Ranne dzieci, zginął człowiek. A kierowcy blokowali dojazd...

Do poważnego karambolu doszło w późny niedzielny wieczór w Jaworznie na drodze S1.

Droga ekspresowa S1 był całkowicie zablokowana w obu kierunkach. Jak podała policja, w sumie w zdarzeniu uczestniczyło 21 pojazdów, 1 osoba zginęła, 18 osób zostało rannych, a 7 osób, w tym 4 dzieci trafiło do szpitali.

Jak podało w poniedziałek Wojewódzkie Centrum Zarządzania Kryzysowego Wojewody Śląskiego, jedna z poszkodowanych osób jest w poważnym stanie.

Przyczyny i okoliczności zdarzenia bada policja i prokuratura. Prawdopodobnie mógł się do niego przyczynić gęsty dym z palących się pod wiaduktem śmieci i opon. Najpierw na pasie w kierunku Częstochowy zderzyły się cztery samochody, a chwilę później na przeciwnym aż 12 aut.

Reklama

Powołany biegły z zakresu pożarnictwa zajmie się ustaleniem okoliczności, w jakich doszło do pożaru opon i czy miał on wpływ na zaistniałe zdarzenie.

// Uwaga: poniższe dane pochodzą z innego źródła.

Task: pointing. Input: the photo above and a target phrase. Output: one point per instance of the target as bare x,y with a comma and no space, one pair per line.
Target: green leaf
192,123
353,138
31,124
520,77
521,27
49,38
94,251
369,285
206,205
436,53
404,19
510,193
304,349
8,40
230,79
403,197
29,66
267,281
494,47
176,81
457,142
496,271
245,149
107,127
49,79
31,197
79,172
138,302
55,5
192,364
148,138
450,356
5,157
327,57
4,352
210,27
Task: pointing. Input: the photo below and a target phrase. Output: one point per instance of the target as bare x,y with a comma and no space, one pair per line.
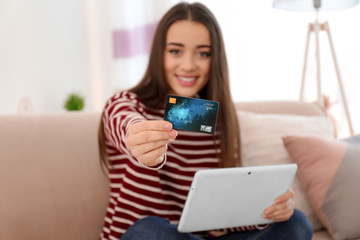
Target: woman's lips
186,81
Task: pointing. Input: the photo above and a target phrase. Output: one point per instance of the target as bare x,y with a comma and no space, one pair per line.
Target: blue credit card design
191,114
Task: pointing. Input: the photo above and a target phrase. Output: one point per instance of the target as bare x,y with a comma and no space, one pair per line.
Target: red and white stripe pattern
137,191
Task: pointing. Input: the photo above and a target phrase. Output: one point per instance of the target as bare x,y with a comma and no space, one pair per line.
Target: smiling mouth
187,81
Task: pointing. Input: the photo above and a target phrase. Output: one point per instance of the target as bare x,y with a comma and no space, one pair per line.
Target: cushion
330,172
261,142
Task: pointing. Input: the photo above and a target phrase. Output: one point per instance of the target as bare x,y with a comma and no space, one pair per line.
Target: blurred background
50,49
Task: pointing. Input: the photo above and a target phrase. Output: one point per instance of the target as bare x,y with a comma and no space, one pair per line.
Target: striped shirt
137,191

35-latek został zakleszczony w samochodzie. Przy pomocy specjalistycznego sprzętu wydostali go strażacy. Pracownicy pogotowia podjęli reanimację; wezwano też śmigłowiec Lotniczego Pogotowia Ratunkowego, by przetransportować mężczyznę do szpitala, lekarz stwierdził jednak zgon.
Niestety, znów dała o sobie znać jednak z największych patologii polskich dróg. O ile spora część kierowców zachowała się prawidłowo, tworząc korytarz życia, o tyle przerażająco wiele osób wykorzystało go do jazdy pod prąd drogą ekspresową, całkowicie blokując możliwość dojazdu do miejsca wypadku służbom ratunkowym.

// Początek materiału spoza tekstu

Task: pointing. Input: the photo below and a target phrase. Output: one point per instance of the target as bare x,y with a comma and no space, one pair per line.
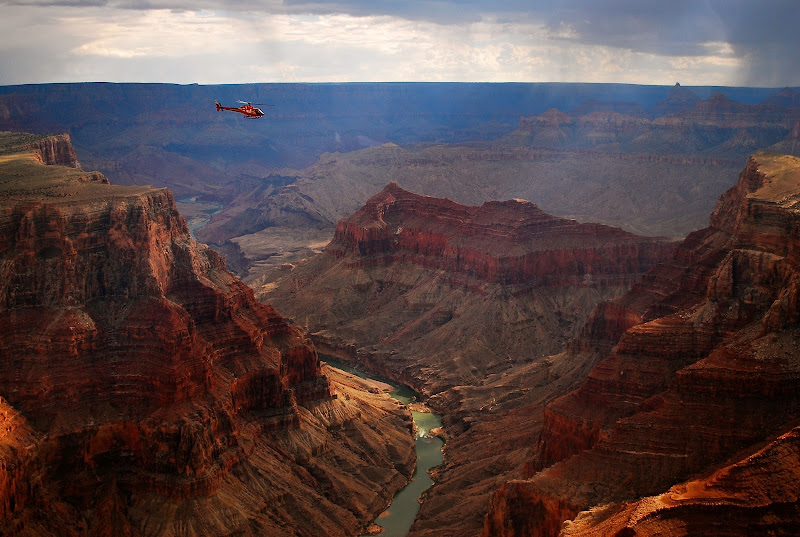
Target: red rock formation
499,242
709,369
453,300
146,388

Trzeba powiedzieć wprost, że takie zachowanie kwalifikuje się do odebrania prawa jazdy. Świadczy jednak również o totalnej znieczulicy i braku myślenia...

Prokuratura w Jaworznie wszczęła śledztwo w sprawie niedzielnego karambolu na drodze ekspresowej S1. Postępowanie jest prowadzone pod kątem sprowadzenia katastrofy w ruchu lądowym.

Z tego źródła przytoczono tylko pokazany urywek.